The time period is shortened to only half that of other common Streptomyces species. Streptomyces tRNA found in the Gobi desert is like a new wish for a magic lamp.
Because from now on, if scientists find a new type of bacteria that can secrete antibiotics but don’t make the usual dose, they now have a tool to boost their productivity. and turn that bacteria into a new source of antibiotics.
“I really believe this is a very simple strategy, and it can be integrated into any new antibiotic discovery program.”said Professor Dyson.
Piddock agrees. She says catching bacteria produces large amounts of antibiotics.”This is something that is of great interest to researchers in this field.” “This will allow them to discover new antibiotics, drugs that can lay the groundwork for a new era in the treatment of diseases. treat infections”.
The Gobi Desert is just one of the nooks and crannies of the planet, where scientists are looking to explore life in the most extreme places. In addition, they also dive into the deep sea, find the craters, glaciers, and even the coldest highlands in Ireland …
In these habitats, temperature, pH, pressure and even salinity are always at one end of the spectrum. The bacteria living in isolation there have to compete more fiercely, leading to the stronger antibiotic compounds they secrete.
Scientists hope that there will exist ways to help people get out of the current antibiotic resistance crisis.
A few years ago, Professor Dyson also participated in an expedition to the Boho Highlands in Northern Ireland. The site is famous for its high biodiversity, in an environment as harsh as the Gobi Desert.
Boho has limestone areas interspersed with acid marshes, patched with alkaline grasslands. The changing landscape constantly challenges the bacteria here to become hardy and strong.
For centuries, villages occupied by the Druids 1,500 years ago were rumored to be a mystical land, home to sacred soils with healing powers.
“There are always such legends, about local healers who have a precious remedy. They just passed that remedy on to their children, from generation to generation with very strict laws“, said Gerry Quinn, a scientist on the team who used to live in Boho.
“You must not sell that remedy to anyone, you must not use it to cheat, you must apply it according to what you have been taught.”
There was an old man in Quinn’s family who worked as a healer himself. He is known for his ability to cure many infections. Recalling that story, Quinn went back to his hometown to collect microorganisms that lived in the soil.
With the help of Professor Dyson, he found strains of bacteria named Streptomyces sp. Myrophorea. These soil bacteria in Boho are secreting powerful antibiotics that can fight four of the top six drug-resistant pathogens on the WHO list, including staph MRSA.

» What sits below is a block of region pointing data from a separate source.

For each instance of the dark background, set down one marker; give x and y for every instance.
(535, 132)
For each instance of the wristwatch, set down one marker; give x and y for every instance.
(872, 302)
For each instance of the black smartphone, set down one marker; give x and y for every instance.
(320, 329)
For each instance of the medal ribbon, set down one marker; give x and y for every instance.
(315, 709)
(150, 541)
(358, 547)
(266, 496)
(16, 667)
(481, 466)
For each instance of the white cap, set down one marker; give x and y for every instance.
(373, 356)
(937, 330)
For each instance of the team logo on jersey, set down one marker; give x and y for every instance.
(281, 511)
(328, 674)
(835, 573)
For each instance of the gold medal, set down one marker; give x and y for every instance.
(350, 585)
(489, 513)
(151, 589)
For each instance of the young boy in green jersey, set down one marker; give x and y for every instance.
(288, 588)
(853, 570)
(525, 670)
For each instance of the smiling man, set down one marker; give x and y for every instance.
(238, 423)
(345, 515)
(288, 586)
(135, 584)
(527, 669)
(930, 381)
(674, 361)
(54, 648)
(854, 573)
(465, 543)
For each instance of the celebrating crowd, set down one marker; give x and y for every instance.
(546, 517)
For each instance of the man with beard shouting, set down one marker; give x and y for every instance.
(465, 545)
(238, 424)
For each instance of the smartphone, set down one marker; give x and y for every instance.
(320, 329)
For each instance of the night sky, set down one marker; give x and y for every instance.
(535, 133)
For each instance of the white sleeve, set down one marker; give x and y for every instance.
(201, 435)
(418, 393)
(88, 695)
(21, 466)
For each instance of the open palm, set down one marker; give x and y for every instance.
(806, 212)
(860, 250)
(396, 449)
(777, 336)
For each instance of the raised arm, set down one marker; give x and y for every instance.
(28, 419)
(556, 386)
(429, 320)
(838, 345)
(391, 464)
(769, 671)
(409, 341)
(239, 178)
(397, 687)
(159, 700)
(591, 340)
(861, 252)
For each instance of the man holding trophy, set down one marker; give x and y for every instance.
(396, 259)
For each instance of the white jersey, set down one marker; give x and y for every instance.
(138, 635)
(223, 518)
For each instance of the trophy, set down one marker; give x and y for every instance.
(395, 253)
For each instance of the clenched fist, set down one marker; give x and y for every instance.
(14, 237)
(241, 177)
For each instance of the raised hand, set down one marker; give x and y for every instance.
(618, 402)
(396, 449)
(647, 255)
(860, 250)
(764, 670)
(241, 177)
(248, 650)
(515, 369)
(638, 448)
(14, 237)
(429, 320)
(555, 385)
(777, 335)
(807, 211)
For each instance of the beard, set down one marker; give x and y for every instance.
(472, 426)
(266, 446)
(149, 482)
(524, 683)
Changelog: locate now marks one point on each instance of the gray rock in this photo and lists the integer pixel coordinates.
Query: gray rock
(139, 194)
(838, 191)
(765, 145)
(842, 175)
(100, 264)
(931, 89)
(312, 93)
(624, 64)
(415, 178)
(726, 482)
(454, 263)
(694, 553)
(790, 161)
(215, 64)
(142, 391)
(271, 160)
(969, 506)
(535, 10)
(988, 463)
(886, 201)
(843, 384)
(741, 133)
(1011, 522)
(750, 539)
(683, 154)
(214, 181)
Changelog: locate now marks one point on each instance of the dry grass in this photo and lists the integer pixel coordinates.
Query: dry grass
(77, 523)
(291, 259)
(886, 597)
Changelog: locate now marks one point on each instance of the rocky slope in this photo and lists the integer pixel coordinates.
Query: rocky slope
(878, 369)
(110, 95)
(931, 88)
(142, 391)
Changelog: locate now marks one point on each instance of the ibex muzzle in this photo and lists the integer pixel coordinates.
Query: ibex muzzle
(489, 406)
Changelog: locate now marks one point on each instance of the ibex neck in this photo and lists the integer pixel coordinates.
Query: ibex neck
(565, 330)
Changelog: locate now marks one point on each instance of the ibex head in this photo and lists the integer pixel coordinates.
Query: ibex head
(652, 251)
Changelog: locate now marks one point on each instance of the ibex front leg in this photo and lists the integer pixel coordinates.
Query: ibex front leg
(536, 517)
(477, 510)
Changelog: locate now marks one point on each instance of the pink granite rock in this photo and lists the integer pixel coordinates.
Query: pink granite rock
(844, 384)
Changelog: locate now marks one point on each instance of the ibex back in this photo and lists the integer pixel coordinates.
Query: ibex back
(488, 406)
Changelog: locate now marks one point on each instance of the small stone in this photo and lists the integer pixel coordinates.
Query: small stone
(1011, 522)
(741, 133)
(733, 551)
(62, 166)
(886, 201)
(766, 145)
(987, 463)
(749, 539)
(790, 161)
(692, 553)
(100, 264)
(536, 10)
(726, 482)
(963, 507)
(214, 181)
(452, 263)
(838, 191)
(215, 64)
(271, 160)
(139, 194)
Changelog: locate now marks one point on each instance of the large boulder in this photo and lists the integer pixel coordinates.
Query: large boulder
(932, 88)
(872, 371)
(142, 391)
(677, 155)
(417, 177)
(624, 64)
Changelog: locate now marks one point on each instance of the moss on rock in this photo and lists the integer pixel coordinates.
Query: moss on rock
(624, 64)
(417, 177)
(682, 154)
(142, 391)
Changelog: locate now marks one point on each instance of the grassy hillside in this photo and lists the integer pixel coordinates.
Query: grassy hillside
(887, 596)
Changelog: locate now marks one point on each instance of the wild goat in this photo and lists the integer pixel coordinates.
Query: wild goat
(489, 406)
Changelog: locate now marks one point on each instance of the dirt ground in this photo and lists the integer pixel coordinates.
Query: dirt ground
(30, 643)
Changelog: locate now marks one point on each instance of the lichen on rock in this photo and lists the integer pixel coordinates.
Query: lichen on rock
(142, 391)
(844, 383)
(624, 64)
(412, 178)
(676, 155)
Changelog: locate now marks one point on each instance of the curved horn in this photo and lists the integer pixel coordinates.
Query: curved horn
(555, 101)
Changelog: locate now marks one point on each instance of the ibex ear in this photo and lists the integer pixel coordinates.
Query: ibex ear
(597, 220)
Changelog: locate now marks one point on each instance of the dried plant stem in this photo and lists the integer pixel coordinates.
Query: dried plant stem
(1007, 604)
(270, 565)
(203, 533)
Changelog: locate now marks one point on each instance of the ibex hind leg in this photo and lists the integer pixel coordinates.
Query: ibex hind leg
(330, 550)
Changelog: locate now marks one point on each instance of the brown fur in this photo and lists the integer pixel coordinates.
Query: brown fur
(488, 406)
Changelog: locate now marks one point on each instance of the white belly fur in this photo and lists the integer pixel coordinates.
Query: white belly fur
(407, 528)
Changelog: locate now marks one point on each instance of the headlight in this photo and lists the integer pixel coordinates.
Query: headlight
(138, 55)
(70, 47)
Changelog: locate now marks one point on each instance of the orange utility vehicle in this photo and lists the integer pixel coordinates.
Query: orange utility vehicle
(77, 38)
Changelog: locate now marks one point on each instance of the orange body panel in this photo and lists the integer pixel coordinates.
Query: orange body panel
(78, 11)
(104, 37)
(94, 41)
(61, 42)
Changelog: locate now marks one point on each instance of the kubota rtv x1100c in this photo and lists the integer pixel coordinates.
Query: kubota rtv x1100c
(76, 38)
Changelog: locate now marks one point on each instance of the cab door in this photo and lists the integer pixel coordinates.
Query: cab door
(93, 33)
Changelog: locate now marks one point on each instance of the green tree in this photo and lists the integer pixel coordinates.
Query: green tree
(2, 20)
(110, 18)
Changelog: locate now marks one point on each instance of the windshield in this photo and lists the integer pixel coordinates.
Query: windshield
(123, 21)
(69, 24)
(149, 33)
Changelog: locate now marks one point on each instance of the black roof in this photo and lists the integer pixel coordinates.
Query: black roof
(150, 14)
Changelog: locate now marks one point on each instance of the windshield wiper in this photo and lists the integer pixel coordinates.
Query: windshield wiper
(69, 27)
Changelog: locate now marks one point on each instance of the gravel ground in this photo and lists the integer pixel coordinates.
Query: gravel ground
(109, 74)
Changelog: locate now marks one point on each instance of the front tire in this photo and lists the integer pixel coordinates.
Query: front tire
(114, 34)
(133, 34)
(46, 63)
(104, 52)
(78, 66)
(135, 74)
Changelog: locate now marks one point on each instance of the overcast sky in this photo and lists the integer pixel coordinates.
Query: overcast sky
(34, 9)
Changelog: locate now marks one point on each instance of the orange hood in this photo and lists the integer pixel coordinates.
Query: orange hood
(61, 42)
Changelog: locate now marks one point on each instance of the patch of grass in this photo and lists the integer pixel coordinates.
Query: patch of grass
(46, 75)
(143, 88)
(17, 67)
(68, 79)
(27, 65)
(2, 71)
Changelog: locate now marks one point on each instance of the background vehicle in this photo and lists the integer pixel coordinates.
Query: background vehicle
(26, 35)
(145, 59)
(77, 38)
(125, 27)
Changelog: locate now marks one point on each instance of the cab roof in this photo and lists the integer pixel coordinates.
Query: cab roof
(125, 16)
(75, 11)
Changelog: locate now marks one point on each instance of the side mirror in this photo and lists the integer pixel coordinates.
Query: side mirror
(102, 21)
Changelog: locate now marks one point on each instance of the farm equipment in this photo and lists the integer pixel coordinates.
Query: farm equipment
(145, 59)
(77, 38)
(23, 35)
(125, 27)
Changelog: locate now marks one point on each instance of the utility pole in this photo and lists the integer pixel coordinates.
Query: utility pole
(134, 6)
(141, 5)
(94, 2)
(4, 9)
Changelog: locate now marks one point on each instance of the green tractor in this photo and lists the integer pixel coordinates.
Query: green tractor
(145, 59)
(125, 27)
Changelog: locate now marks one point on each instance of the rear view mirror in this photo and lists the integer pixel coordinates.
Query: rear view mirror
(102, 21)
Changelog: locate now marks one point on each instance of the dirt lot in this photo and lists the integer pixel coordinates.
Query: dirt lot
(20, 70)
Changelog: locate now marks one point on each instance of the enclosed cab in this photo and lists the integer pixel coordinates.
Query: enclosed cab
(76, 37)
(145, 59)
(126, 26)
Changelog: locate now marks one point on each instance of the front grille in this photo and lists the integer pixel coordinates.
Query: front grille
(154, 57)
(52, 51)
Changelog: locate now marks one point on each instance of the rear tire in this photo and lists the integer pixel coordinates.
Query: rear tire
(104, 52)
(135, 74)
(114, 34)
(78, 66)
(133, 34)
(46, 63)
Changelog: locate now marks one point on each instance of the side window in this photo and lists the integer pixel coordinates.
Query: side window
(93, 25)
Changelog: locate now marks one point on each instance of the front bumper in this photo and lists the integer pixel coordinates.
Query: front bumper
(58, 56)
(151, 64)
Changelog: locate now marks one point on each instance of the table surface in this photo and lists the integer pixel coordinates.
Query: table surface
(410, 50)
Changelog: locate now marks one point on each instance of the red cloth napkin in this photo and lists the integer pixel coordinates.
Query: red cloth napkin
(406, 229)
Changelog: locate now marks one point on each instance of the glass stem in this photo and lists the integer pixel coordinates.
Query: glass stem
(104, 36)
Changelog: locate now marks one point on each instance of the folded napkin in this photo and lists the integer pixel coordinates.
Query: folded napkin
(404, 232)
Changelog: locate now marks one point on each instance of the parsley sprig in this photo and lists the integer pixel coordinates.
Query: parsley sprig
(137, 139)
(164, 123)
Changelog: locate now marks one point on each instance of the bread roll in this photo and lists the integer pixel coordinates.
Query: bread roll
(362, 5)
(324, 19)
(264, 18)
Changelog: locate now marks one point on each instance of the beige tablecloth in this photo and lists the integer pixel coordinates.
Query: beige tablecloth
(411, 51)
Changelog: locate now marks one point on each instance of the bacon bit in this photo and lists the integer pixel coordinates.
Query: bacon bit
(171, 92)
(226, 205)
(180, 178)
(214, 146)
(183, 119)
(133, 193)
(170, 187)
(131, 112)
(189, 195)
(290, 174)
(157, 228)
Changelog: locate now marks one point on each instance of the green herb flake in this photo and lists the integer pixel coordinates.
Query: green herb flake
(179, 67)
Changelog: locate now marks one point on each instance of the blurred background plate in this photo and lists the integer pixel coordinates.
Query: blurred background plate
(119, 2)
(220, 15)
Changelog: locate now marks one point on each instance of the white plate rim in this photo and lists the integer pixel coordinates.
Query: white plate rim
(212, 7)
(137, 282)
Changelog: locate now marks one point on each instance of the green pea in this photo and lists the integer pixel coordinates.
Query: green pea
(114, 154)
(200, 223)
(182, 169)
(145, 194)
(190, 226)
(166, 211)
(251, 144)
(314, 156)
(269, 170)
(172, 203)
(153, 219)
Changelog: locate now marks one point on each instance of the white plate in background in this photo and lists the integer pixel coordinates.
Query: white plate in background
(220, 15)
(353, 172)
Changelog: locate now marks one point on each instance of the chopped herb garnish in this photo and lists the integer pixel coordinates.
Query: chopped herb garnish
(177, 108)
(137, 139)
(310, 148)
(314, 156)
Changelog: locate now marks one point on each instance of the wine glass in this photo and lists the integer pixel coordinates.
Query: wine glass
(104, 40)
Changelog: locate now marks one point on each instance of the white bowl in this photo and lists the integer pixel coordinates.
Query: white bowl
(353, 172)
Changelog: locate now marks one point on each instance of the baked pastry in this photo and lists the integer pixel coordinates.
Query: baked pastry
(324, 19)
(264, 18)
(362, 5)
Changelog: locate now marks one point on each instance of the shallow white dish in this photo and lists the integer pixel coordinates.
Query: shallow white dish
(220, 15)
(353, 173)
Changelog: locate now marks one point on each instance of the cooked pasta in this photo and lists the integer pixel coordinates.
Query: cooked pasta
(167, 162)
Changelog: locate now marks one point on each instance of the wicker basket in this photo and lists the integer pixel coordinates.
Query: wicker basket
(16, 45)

However, it is important to note that the newly discovered bacteria are only the first of many further steps that need to be taken to help people acquire new antibiotics.
Very few of these new findings make it to the final stage, passing clinical trials into treatment. One of the barriers, as studies have shown, is that the amount of antibiotics that bacteria can produce is too low.
Now, Professor Dyson hopes that with the new tRNA gene he has discovered in Streptomyces bacteria in Gobi, it will be a solution to the problem. If tRNA could be transplanted to any bacteria, it would restart searches in the home garden, opening the door for older strains of bacteria to release more powerful antibiotics.
Streptomyces’ tRNA could then become a gift of the desert, a new wish from the genie to help humanity once again overcome the antibiotic crisis. It’s clearly a promising future, and there’s much to look forward to from these scientific journeys into the desert.